Performance
The speed of the program obviously depends on the machine it runs on and
how complicated the problem is. Last time the program was systematically
benchmarked (a couple of major versions ago), these were some results:
- On Hans' home machine, a SparcStation 1+, it generates about 4000 hands
a second if the condition is not too complicated. As he rarely plays
more than 150 hands a week, he can generate all the boards for a year
in less than 2 seconds.
- The Descr.test_dealer example, which generates 1,000,000 hands
and keeps track of some 72 frequencies, takes about 5.2 minutes, or
some 3100 hands/second, on Henk's laptop (a PII/266 with 32 Mb,
running RedHat Linux 5.2). The program was compiled with the -g flag.
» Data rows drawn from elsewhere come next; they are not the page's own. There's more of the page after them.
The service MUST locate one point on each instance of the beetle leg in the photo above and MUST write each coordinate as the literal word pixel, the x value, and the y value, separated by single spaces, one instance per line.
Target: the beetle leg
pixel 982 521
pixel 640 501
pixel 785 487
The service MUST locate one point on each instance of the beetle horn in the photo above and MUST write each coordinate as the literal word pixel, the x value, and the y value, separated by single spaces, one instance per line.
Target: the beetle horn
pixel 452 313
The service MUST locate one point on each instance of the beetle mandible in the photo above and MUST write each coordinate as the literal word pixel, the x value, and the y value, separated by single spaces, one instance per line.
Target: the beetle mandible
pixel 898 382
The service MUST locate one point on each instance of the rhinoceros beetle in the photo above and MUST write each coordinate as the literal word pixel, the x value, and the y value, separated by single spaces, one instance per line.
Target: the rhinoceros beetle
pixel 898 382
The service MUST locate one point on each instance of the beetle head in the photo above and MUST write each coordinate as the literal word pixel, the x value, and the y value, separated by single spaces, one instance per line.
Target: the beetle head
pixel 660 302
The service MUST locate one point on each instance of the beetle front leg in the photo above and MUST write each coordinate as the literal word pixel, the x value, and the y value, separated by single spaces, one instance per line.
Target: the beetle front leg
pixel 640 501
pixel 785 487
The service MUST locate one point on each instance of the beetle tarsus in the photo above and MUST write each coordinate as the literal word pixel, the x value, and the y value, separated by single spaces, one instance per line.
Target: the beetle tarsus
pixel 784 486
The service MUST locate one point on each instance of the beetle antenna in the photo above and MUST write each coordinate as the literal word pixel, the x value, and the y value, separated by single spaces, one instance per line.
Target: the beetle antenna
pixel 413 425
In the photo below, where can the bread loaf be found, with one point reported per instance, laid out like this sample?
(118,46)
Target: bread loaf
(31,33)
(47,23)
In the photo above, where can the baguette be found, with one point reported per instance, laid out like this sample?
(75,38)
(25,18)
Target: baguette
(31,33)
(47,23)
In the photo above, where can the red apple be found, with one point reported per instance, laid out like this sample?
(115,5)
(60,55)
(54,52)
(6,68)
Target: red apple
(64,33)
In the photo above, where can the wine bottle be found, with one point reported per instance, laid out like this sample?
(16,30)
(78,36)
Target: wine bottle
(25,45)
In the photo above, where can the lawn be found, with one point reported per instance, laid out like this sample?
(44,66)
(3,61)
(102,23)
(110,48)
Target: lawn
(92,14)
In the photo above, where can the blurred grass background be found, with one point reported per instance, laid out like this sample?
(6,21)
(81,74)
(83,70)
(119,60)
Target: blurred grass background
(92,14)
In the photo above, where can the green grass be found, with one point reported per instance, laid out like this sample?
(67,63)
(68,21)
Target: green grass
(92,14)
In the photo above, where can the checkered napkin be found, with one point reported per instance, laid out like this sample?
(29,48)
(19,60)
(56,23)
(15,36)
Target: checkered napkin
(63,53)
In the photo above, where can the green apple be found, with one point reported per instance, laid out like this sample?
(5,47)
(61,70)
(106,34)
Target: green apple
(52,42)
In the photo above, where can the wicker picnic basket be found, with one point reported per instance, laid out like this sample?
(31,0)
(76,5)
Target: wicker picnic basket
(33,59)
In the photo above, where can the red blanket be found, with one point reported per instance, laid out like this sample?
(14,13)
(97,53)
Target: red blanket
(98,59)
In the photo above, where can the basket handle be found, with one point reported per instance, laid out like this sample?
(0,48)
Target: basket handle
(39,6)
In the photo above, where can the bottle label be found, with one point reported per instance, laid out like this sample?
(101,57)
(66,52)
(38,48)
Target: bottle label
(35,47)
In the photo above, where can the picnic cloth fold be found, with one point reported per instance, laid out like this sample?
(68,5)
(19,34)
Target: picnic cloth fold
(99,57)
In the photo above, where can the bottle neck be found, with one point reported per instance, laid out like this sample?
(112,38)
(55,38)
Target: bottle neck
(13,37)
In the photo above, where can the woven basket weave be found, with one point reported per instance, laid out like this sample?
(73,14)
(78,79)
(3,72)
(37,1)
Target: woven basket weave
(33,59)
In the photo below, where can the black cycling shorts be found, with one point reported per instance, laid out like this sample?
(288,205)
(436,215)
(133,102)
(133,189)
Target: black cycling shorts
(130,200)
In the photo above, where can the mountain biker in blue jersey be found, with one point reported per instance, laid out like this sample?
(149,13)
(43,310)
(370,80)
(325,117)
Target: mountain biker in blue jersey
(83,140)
- Recompiling with the -O2 flag reduces this to 2:40 minutes or 6250
hands/second.
- Removing all frequencies but one (e.g. just generating the 1,000,000
hands) reduces this to 26 seconds or 37000 hands/second.
- Recompiling with the -O2 flag reduces this to 18.4s or 55000
hands/second.
If the "tricks" function is used, the run-time will be, by far, dominated
by the time GIB takes to analyze the double-dummy deal result, which can
run from half a second to several seconds per analyzed deal, in any case
orders of magnitude more than other parts.